Тут, словно нарочно, кто-то, видно, фейерверкер, прокричал издалека:

- Ваше превосходительство, заряды из лабратории наконец-то подвезли!

Сухозанет, будто сломав находившуюся в сознании преграду, с глазами, превратившимися от перенапряжения воли в ничего не видящие льдинки, протяжно прокричал:

- Батарея-а! Слушай мою команду-у! Орудия картечью заряжа-ай!

Бомбардиры, канониры, фейерверкеры засуетились рядом с пушками, замелькали банник, прибойники. затлели фитили. Через минуту послышался ответ:

- Готово-о!

Сухозанет повернулся к Александру, сказал:

- Батарея к стрельбе готова, ваше величество. Куда стрелять будем?

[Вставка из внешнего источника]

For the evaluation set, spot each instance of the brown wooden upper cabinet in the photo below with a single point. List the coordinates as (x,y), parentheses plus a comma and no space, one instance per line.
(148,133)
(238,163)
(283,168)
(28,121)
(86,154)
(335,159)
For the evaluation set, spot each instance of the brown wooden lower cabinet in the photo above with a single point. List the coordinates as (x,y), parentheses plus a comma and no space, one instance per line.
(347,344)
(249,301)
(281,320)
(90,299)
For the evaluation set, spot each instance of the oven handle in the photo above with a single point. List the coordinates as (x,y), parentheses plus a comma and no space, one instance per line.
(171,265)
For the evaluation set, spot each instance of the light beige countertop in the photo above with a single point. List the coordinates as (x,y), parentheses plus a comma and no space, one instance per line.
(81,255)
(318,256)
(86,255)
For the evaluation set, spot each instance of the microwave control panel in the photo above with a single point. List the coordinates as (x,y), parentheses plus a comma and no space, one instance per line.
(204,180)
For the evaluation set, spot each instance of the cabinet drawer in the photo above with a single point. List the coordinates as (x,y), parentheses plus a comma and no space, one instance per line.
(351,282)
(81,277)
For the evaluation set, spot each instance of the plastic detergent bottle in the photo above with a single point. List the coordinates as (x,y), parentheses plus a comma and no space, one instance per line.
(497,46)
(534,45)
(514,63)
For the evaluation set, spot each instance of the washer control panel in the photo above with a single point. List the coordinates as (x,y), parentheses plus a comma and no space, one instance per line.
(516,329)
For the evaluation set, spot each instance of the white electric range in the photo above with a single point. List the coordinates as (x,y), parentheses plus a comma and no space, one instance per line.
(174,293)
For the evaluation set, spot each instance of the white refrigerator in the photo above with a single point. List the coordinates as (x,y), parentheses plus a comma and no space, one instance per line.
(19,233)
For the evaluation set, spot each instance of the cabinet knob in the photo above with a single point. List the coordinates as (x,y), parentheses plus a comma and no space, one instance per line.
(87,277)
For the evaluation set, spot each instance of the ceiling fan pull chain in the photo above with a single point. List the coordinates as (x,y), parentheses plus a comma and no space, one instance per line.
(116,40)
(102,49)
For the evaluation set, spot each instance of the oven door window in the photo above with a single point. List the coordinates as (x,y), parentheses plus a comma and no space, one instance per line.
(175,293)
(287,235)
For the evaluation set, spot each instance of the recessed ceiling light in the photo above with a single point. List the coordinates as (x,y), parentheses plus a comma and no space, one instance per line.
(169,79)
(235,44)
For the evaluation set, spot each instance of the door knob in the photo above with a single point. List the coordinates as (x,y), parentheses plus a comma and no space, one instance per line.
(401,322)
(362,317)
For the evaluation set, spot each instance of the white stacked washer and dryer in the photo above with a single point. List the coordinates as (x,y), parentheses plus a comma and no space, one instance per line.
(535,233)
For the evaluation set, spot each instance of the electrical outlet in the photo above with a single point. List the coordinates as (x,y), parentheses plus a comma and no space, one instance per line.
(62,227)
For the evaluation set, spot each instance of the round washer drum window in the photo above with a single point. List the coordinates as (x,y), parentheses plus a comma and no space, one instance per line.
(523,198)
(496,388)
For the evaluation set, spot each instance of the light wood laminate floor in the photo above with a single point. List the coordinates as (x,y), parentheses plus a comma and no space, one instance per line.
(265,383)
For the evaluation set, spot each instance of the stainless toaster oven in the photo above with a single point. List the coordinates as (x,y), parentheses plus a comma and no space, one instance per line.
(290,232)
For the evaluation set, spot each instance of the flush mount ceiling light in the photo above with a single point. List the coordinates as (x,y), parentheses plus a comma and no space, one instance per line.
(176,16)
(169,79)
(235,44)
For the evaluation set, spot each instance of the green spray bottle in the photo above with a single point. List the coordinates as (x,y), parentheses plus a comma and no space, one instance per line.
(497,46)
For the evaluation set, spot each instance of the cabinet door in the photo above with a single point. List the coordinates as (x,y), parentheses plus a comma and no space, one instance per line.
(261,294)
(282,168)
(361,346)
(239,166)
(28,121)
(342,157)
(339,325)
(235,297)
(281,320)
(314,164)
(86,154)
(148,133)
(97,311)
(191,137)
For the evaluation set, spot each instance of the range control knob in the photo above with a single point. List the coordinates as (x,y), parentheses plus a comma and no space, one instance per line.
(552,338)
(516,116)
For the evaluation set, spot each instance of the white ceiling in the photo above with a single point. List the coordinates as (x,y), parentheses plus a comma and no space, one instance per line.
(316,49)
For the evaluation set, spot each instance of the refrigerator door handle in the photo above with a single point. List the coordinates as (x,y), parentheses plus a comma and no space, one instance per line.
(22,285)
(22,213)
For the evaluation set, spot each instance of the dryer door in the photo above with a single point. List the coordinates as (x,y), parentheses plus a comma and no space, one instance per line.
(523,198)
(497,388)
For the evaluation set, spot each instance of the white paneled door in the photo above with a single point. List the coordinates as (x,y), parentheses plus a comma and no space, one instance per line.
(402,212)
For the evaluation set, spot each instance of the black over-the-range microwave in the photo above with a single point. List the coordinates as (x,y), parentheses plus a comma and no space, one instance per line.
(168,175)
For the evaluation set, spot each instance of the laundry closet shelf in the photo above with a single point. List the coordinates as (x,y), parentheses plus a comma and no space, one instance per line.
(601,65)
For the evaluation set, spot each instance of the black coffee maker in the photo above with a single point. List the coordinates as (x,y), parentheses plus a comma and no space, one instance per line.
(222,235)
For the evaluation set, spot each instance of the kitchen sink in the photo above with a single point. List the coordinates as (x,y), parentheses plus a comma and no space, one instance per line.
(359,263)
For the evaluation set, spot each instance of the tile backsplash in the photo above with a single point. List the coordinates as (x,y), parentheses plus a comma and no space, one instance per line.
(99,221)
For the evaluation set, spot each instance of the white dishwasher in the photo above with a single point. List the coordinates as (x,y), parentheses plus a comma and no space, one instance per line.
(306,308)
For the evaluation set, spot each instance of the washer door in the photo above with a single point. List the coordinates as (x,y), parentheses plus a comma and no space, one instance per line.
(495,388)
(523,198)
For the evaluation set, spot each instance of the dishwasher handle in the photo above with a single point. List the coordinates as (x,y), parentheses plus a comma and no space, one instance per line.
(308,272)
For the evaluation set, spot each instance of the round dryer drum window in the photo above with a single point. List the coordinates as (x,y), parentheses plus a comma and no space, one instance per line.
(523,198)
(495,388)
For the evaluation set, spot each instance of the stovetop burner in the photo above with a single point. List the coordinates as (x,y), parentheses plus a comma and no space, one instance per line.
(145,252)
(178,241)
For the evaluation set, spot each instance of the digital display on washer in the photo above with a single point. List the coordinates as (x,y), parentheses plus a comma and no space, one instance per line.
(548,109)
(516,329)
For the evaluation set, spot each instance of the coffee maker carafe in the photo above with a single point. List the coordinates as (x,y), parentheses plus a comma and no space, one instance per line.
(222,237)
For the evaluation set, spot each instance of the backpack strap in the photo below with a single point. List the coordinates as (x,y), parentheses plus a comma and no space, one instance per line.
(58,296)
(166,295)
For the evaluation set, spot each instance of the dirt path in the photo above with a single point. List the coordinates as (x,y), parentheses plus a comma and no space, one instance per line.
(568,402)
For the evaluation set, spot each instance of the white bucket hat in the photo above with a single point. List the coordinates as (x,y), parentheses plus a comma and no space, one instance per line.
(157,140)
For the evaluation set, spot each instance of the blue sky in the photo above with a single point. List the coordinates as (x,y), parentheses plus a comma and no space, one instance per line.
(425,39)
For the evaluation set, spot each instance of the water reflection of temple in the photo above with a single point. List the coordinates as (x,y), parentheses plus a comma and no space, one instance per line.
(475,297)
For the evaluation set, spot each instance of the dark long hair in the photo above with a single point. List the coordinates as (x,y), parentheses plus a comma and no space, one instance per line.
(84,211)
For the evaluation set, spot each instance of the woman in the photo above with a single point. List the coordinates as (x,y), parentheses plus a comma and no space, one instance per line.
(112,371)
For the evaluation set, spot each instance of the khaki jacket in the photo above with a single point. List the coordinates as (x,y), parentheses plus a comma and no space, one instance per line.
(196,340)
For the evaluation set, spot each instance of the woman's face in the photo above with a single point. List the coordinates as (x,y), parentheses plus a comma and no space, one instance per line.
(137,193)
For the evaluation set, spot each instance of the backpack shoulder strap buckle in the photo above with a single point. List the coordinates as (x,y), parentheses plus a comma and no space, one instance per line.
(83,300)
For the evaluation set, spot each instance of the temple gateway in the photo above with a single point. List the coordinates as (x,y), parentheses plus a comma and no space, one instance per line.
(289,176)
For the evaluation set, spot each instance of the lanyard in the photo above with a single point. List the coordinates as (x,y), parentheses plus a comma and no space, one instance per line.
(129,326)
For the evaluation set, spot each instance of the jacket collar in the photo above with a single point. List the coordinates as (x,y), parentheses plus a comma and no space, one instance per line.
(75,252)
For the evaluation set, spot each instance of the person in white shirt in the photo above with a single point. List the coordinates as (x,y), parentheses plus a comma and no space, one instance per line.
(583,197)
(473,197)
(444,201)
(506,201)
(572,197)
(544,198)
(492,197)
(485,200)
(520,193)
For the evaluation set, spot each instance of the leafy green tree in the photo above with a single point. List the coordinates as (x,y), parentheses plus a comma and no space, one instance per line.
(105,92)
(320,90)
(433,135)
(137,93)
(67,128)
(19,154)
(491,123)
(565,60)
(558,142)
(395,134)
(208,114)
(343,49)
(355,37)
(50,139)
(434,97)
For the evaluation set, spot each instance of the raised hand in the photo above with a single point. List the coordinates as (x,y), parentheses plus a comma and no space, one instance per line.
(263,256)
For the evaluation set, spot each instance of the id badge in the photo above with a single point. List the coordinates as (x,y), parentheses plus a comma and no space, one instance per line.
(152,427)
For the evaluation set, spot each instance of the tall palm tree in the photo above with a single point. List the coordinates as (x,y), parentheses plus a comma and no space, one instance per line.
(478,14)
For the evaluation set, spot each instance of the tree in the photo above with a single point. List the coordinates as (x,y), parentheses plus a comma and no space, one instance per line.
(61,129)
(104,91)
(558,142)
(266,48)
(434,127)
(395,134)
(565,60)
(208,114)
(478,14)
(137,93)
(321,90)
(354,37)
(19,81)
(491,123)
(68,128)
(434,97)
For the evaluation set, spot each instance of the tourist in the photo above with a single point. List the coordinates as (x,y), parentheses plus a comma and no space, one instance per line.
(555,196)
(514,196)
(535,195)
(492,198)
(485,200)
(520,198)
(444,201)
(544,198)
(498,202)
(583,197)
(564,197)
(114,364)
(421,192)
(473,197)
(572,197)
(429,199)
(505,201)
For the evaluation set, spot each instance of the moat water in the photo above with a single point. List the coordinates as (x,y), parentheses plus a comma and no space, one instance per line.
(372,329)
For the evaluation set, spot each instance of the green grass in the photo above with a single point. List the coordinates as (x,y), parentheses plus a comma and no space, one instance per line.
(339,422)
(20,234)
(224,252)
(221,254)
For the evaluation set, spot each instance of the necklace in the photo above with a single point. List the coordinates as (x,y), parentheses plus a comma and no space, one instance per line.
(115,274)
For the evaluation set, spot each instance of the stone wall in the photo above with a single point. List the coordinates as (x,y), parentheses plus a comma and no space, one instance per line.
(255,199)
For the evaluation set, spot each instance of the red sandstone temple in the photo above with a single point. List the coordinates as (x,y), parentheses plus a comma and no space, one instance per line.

... Пушки Сухозанета палили всего четыре раза. Вначале - вдоль западного фасада Адмиралтейства, потом - вдоль южного, третий раз - по Исаакиевскому мосту, и в четвертый - через Сенатские ворота, по Галерной улице, где картечь скакала от дома к дому, разя ничего не понимавших павловцев. Мятежники поддержали артиллерию позднее, когда прошли минуты сильного недоумения и даже страха. Они слышали, как заговорили пушки, видели, как валятся, подобно снопам, солдаты Николая, как бегут они, бросая ружья, переваливаются через гранитный парапет набережной, чтобы убежать от картечи. Вначале мятежники не понимали, почему орудия, направленные было в их сторону, стали разить огнем и железом верные Николаю полки, но скоро громкое "ура!", похожее скорее не на крик людей, а на рев огромной звериной стаи, а потом и дружные ружейные залпы раздались на площади. Каре сами собой развалились, московцы, Гвардейский экипаж, лейб-гренадеры бросились с ружьями наперевес на врагов, которых офицеры пытались построить в колонны, заставляли стрелять в мятежников, идти на них в атаку. Удар восставших по этим расстроенным колоннам был так силен, что и семеновцы, и преображенцы, даже не пытаясь обороняться, бросились кто куда, оставляя на грязном, окровавленном снегу раненых и убитых товарищей. Одни бежали к Неве, чтобы по набережной достичь Зимнего дворца, куда ускакал их император, Николай. Другие - не оборачиваясь, бросив ружья, неслись по Адмиралтейской площади. Было немало и таких, которые перелезали через забор, на стройку Исаакиевского собора, но здесь их нещадно били и даже убивали поленьями, камнями рабочие. Мятежники же, будто это были и не русские совсем, а французы или турки, гнались за ними и приканчивали штыками или тесаками. Через полчаса площадь опустела, ветерок унес пороховой дым, и только убитые люди и лошади лежали кучами и поодиночке с неловко подвернутыми руками и ногами, да стонали раненые. Уэже перебегали от трупа к трупу, роясь в карманах их одежд, какие-то людишки, а бронзовый истукан с растопыренными пальцами правой руки, безучастный ко всему случившемуся, застывший в прыжке через невидимую пропасть, молчаливо парил над полем битвы.